Jury convicts “Richie Rich” Wilford in cocaine conspiracy
After a prolonged and Herculean effort to claim the government unconstitutionally monitored his movements to build its drug case against him, Richard Anthony “Richie Rich” Wilford yesterday was found guilty of cocaine-conspiracy charges by a federal jury. He now faces the maximum penalty of life imprisonment, and a mandatory minimum of 20 years in prison, at his sentencing hearing, scheduled for Feb. 20.
Wilford’s legal arguments consumed much court attention, including three days of motions hearings before U.S. District judge Ellen Hollander, who issued two written opinions – a 61-page one and a 10-page one – finding that his contentions almost entirely lacked merit.
Wilford, Hollander wrote, contended that law enforcers’ “warrantless use of GPS tracking technology violated his Fourth Amendment rights,” as did “the pinging of his cellular phone,” which he claimed was done without legal basis, and thus he sought to suppress the evidence derived from such tactics. Hollander found that only in one circumstance – the tracking of Wilford’s vehicles while parked in the garage at his Elkton home – called for suppression, but also pointed out that the agents were interested in the vehicles only when they were on the move, not when they were in the garage.
The high-volume drug-trafficking activities of Wilford and his associates, who previously pleaded guilty, were sprawling. They brought cocaine to Maryland in trucks and hollowed-out desktop computers, with 136 kilograms in a tractor-trailer being seized by authorities. Among the assets the government took from defendants in the case were about $3.5 million in cash (including $1.6 million taken from a house in Randallstown), $600,000 worth of jewelry, 23 vehicles, six pieces of real estate in Georgia, and some expensive electronics. The probe also turned up ties to a Baltimore City district court commissioner and a man working in City Hall.
Wilford’s history in Baltimore’s drug game is long and high-level. His first federal conspiracy case, brought in 1992 when he was 19, included legendary gangsters Walter Louis Ingram and Walter Lee Powell, both of whom also were targeted recently by the feds.

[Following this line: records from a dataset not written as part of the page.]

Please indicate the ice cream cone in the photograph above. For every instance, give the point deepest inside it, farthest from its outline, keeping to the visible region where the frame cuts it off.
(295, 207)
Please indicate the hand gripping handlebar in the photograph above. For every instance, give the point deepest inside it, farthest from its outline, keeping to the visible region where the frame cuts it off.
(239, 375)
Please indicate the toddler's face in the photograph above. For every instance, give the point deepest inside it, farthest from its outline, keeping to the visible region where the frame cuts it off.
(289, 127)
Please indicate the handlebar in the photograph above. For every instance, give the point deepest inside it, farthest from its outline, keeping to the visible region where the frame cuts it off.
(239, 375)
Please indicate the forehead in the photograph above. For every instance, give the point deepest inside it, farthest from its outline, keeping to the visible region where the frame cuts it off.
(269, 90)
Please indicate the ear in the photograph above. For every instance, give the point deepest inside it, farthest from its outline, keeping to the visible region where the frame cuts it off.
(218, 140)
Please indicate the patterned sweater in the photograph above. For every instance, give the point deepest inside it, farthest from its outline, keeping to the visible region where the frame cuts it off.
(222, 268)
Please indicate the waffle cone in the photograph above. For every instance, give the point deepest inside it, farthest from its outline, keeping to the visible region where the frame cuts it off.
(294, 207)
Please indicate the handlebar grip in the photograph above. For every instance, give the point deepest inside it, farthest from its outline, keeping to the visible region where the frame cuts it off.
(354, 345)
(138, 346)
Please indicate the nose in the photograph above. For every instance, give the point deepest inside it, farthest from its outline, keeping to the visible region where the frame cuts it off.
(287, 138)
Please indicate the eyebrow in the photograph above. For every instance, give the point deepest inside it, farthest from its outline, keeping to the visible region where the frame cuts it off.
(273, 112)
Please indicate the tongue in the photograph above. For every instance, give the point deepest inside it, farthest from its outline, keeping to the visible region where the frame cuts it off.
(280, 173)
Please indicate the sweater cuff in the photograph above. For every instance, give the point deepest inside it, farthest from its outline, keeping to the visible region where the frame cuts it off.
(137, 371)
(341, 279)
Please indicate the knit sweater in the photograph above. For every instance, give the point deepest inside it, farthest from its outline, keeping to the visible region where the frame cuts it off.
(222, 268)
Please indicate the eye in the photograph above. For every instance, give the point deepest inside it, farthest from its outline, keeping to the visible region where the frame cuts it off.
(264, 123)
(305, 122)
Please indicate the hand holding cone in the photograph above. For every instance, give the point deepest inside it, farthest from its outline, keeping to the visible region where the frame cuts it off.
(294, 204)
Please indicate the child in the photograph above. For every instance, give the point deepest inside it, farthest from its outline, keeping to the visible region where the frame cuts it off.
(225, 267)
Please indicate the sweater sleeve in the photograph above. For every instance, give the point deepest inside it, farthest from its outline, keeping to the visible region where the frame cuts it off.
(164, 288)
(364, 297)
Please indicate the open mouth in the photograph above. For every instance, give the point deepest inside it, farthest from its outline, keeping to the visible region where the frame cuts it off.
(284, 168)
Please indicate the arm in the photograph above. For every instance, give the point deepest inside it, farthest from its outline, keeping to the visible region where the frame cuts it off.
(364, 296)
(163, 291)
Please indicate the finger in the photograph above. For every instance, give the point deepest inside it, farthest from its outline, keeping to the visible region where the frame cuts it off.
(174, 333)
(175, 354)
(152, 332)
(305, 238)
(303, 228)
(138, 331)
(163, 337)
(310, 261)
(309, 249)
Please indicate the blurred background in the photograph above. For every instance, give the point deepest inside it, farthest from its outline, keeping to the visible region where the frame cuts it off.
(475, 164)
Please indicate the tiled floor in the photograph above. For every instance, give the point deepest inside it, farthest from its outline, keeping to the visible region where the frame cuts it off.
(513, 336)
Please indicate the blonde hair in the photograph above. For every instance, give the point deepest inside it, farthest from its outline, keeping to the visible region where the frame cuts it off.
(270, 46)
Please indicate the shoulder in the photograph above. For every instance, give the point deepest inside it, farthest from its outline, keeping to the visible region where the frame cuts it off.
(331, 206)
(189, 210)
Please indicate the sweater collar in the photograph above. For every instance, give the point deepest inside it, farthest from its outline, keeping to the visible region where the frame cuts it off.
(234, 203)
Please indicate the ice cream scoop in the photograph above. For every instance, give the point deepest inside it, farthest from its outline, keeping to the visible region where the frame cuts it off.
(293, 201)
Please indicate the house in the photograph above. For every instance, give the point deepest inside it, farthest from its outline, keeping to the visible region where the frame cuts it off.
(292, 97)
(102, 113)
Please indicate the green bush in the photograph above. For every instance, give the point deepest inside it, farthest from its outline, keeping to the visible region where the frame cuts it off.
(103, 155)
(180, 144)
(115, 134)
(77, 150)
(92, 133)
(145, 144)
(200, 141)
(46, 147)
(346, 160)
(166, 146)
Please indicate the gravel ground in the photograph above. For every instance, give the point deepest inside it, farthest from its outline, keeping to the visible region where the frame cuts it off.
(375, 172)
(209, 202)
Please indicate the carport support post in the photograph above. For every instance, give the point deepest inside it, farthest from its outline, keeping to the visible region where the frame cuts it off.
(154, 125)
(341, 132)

After serving a five-year prison stint in that case, in 2001 Wilford earned another two years in prison for heroin.
Ingram recently wrote a letter to City Paper, citing Wilford’s arguments about unconstitutional government overreach as being similar to his own.
In 2008, Wilford emerged relatively unscathed as a drug-probe drama involving a dirty cop, Mark Lunsford, swirled around him, scooping up Querida Lewis, a women with ties to notorious Baltimore felon Milton Tillman, Jr., and several other Baltimore drug dealers, including Gilbert Watkins, Donta Dotson, Dante Chavez, and Mark Anthony Hawkins.
Given this background, Wilford’s decision to take his current case before a jury may prove, at sentencing, to have been a mistake. With priors like his and no plea agreement, Wilford may be looking at a very long future in federal prison starting when he’s already in his early 40s.
Update: A reader pointed out, and court records confirm, that Wilford was convicted on his 41st birthday.